PURPOSE: The purpose of this study was to evaluate the clinical presentation and operative outcomes of patients with congenital lobar emphysema (CLE) within a large multicenter research consortium. METHODS: After central reliance IRB-approval, a retrospective cohort study was performed on all operatively managed lung malformations at eleven participating children's hospitals (2009-2015). RESULTS: Fifty-three (10.5%) children with pathology-confirmed CLE were identified among 506 lung malformations.
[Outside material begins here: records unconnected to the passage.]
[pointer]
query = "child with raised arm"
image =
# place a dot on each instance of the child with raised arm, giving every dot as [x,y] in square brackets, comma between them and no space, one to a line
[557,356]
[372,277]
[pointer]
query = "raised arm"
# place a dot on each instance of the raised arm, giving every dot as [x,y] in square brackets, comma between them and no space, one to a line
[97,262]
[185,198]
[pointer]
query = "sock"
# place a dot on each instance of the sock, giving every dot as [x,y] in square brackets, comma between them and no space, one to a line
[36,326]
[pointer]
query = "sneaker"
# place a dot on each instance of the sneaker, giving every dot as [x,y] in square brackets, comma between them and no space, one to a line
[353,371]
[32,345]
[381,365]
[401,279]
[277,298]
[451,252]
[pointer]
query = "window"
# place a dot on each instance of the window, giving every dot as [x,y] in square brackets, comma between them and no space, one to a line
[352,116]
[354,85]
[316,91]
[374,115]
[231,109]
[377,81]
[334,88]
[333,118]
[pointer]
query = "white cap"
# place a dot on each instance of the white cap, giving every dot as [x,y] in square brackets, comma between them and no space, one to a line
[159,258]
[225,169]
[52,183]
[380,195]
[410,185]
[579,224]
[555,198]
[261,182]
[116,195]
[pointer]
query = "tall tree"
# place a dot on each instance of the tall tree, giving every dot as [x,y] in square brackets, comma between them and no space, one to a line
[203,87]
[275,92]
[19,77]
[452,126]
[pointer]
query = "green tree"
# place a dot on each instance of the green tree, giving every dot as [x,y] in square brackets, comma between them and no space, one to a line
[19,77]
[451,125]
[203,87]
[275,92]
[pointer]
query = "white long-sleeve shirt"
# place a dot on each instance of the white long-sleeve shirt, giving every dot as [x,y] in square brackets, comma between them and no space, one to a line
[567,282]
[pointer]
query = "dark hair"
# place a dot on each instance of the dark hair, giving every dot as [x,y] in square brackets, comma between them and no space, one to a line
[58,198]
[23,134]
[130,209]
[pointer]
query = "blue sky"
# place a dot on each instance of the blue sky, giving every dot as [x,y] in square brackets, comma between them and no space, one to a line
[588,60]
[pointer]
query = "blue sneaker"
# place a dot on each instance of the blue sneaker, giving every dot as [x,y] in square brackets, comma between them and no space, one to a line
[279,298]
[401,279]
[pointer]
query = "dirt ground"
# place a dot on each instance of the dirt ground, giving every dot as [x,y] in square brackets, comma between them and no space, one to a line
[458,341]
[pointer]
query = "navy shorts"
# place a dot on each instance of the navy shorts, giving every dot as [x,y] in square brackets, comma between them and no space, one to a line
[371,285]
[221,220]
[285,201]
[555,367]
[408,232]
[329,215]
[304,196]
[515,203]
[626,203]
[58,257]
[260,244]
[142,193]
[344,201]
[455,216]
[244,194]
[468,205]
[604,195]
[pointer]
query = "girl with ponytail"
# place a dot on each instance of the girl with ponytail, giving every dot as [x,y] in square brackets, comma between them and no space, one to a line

A lung mass was detected prenatally in 13 (24.5%) compared to 331 (73.1%) in non-CLE cases (p < 0.0001). Thirty-two (60.4%) CLE patients presented with respiratory symptoms at birth compared to 102 (22.7%) in non-CLE (p < 0.0001). The most common locations for CLE were the left upper (n = 24, 45.3%), right middle (n = 16, 30.2%), and right upper (n = 10, 18.9%) lobes. Eighteen (34.0%) had resection as neonates, 30 (56.6%) had surgery at 1-12 months of age, and five (9.4%) had resections after 12 months. Six (11.3%) underwent thoracoscopic excision. Median hospital length of stay was 5.0 days (interquartile range, 4.0-13.0). CONCLUSIONS: Among lung malformations, CLE is associated with several unique features, including a low prenatal detection rate, a predilection for the upper/middle lobes, and infrequent utilization of thoracoscopy. Although respiratory distress at birth is common, CLE often presents clinically in a delayed and more insidious fashion. LEVEL OF EVIDENCE: Level III.